Test each of the new code blocks to ensure they still perform the same function as the original, generalized code. Often you can do this by running the new code at the same time as the original - run the optimized version, then the general version, and compare results on the fly. These test runs will obviously be slower than the original, but you need to continue following the rule "make it right before making it faster."

Once you have some of the most common cases coded, tested, and integrated, stop invoking the generalized calculations and see how much improvement you get. You might find that you get no improvement whatsoever! This can happen when the specialized code is not much shorter than the generalized code, or when the code needed to select the specialized case has a high cost relative to the general calculation.

Sometimes the overhead of calling special-case routines can be high enough to notice, in which case you can bring the special-case code back into the original routine. This requires caution, because larger routines are harder to understand, debug, and maintain.

Even if the new specialized code is no faster than the original, there is still hope. Profiling of the new code may find hotspots within it that can be improved by code rewriting. You may also find that not all specializations are faster; since the generalized code is still available, you can revert to using it for the slower specializations. Each specialization is independent, so you can simply revert them one by one to see which ones improve runtime.
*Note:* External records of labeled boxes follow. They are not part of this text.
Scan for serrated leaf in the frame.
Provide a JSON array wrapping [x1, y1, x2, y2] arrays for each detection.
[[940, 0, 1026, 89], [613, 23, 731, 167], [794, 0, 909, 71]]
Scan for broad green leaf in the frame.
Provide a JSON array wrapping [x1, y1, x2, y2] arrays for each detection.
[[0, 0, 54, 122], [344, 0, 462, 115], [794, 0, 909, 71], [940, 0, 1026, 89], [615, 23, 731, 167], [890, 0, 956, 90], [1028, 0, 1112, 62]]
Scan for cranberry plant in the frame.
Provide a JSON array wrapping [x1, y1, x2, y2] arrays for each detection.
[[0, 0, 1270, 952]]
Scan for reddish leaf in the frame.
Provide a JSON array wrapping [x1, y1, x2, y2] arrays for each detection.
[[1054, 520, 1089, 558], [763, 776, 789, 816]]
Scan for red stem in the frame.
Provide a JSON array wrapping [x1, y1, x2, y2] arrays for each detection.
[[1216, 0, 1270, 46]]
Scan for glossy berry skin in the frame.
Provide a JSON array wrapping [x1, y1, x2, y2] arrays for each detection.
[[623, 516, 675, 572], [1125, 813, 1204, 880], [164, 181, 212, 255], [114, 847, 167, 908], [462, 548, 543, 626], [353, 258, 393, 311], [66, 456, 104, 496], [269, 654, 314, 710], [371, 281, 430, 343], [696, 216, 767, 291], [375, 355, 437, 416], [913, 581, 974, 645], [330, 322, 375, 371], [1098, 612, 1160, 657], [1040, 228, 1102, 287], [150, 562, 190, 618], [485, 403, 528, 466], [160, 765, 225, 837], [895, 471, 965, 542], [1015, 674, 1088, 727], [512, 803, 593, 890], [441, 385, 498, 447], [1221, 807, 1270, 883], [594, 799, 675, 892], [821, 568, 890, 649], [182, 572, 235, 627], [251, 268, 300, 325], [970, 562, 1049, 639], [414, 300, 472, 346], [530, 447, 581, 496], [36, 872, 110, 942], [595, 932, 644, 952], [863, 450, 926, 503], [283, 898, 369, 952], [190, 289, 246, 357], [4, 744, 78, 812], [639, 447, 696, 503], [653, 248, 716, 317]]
You may also find that some domain knowledge is helpful, especially if you are not the original author. Subtle relationships between the parameters can allow more simplification. Looking at the code by itself may not tell you about these relationships. Try to find another developer or a user who can give you guidance about the specializations you have identified.

Last but not least, once you have removed several special cases from the generalized code, you may find that it can be simplified as well. Do this cautiously, particularly if you have not yet seen any overall runtime improvement. Save a copy of the original code (you are using a version control system, right?) so you can go back to it. If you have been following my suggestions, up until now you have always had the original implementation available, but after you simplify that, it is hard to bring code back in.

You may find that removing some of the code from the general-purpose routine gives you a set of sleek routines that each do one thing well, rather than a single sluggish "kitchen sink" routine that tries to do everything. This can be an improvement in code quality in addition to runtime.

**Downsides of Optimization by Pattern Matching**

There are downsides to any optimization strategy, and pattern matching techniques increase the amount of code to write, debug and maintain. In particular, copying the master routine and specializing it violates the rule that you should do something in only one place. Make sure you document the original source of the specializations and note in the general-purpose routine that code has been copied. Otherwise, you may find that you have copied a bug to multiple places, but fixed it only once.

Inline functions may help here. If you can put some or all of the copied code into inline functions, you can fix any bugs once and have them propagate to all of the specializations automatically without any function call overhead.

Complex code is harder to test as well. It is crucial that you specialize code only after it is working properly, to ensure that the new faster code gets the right results. Use white box directed tests to exercise each specialized routine, or at the very least compare the final outputs vs. an application-level golden output.

**Conclusions**

Not all programs can be improved by pattern matching and specialization. You may find that the code required to detect common patterns is slower (or, for memory consumption, uses no less memory) than the code it means to replace, or that the specialized versions of routines are no simpler than the original. In that case, optimization by code rewriting or data caching may be more appropriate.

Many problem domains, however, have highly variable inputs with unique processing requirements, and these often benefit greatly from pattern matching. It's a valuable skill for your programming toolbox.